Further reaffirming the director’s apt handling of subtly wrought, moreover Southern-fried character and situational dramas, David Gordon Green’s full-on resurgence segues admirably from Prince Avalanche to Joe. Reveling in its immersive casting and setting-specific singularity, the film’s parallels to last year’s Mud only run as deep as you’ve heard – a well-intentioned derelict’s bond with a young man (Tye Sheridan) provides a welcome, transformative distraction from the latter’s everyday familial struggles. Running admirably deeper, Joe’s (Nicolas Cage) standing within his respective Smalltown, Texas community is a bit more palpably desirable, his haunting local legend chiseling away at him daily as the detriment of perpetuated loneliness builds in effective virility.
Enter key wayward youth, Gary, of whom catches his soon-to-be savior’s eye almost immediately upon scoring a spot among Joe’s modest backwoods workforce.
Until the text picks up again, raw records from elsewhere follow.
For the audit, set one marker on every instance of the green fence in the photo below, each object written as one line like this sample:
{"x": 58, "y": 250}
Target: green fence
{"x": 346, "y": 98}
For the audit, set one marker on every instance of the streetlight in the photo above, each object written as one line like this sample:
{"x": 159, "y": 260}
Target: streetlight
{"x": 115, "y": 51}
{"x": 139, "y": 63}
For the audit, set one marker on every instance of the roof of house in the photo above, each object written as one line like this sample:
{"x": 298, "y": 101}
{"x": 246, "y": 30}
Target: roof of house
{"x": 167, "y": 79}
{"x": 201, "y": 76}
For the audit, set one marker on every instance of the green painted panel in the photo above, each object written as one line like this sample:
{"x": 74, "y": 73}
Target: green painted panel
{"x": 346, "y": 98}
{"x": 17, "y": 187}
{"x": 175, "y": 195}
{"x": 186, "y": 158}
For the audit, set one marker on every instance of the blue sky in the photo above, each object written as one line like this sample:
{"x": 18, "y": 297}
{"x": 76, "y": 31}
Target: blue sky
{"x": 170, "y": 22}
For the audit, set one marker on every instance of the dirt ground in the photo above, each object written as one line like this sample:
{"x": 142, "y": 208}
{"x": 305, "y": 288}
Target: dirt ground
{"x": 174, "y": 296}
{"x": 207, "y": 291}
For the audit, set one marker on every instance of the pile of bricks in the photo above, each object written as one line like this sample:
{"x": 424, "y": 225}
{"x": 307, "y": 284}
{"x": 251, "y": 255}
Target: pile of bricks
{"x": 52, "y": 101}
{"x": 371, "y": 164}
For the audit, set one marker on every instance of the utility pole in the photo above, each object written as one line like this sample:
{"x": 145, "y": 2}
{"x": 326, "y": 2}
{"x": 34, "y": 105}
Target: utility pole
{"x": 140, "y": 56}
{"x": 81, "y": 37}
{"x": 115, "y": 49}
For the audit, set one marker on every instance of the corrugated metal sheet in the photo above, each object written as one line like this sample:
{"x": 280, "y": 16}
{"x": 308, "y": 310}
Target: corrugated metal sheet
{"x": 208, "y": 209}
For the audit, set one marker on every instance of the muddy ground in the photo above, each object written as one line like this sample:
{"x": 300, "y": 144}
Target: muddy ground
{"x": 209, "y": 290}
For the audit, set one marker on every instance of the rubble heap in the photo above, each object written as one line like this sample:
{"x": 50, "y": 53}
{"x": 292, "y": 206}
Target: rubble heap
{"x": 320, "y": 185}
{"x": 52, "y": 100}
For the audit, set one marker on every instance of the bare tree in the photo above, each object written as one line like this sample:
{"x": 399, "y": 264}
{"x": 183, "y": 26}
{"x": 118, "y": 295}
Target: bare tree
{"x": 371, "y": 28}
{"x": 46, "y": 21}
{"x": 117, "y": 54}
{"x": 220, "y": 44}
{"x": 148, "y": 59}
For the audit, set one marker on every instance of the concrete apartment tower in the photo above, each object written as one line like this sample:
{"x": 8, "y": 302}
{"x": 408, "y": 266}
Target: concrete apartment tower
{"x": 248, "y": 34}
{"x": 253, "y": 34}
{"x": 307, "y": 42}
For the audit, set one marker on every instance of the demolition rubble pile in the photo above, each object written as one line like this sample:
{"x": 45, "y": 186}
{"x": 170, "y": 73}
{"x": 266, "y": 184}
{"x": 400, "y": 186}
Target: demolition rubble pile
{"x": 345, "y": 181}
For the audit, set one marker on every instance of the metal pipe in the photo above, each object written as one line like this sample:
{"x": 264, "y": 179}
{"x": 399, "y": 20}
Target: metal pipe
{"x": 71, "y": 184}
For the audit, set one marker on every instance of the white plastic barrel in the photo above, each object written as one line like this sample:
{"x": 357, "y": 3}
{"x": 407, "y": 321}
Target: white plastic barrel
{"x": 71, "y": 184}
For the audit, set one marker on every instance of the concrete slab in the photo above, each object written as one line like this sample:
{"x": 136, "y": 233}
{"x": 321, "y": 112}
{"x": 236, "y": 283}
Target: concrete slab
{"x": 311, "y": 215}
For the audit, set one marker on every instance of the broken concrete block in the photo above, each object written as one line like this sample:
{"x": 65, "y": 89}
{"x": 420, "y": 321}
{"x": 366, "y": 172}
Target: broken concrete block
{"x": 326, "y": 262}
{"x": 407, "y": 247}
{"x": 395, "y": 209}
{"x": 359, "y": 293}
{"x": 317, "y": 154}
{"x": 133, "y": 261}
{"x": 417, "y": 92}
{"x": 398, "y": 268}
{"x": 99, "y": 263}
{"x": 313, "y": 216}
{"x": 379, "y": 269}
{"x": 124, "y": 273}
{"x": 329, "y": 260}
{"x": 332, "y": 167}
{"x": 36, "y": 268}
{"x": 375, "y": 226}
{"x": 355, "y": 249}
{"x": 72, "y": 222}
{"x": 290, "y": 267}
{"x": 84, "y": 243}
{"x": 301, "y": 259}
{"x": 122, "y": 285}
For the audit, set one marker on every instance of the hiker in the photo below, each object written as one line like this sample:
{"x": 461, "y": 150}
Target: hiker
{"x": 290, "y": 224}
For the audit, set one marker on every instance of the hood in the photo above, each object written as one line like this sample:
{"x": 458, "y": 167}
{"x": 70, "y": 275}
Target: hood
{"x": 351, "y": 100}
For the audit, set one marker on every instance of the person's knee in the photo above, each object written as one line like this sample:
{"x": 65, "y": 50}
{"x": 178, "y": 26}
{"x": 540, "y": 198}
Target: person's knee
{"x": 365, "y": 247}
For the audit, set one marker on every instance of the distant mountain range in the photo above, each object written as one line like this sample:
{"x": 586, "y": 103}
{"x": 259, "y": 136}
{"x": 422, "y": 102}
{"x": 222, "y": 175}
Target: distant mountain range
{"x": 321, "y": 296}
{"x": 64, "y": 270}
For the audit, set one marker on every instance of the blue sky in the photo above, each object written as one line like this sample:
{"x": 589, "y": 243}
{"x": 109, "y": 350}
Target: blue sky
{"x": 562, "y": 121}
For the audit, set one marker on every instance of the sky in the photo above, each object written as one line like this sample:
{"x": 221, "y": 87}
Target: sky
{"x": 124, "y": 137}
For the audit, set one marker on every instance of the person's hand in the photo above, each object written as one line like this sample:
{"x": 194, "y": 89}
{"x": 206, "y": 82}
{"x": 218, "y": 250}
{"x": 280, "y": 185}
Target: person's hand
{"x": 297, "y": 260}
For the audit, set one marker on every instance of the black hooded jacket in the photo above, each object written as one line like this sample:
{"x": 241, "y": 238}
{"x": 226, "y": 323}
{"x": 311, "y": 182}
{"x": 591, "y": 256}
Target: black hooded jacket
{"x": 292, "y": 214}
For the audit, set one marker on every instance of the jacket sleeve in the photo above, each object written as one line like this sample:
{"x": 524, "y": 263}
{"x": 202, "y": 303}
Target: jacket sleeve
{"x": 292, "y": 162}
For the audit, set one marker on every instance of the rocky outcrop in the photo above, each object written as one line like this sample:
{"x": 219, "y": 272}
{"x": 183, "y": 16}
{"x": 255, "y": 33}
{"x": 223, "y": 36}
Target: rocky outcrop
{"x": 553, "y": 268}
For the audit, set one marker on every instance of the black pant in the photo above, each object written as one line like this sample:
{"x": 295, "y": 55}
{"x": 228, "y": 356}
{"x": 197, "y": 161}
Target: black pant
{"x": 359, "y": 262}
Character-building remains steady from here while our two protagonists interact frequently with locals both amiable and the opposite, competent storytelling remaining just that given the wobbly arrangement of the pair’s chemistry-building sequences and corresponding tonal messiness.
Barring its questionable structural integrity, strong performances across the board and palpable commentary on the wide-reaching desire and necessity of capable father figures do wonders for Joe. The titular flawed antihero’s self-examination and reevaluation remain touching as Gordon Green’s discernible flourishes benefiting the proceedings from an equally resonant and technical standpoint. Jarring moody and sometimes violent infrequency detract from its poignancy, yet the fact of the matter remains: Joe is simply a solid chunk of regional storytelling bolstered by attention to detail and all-encompassing sensitivity regarding the handling of its subjects and situations.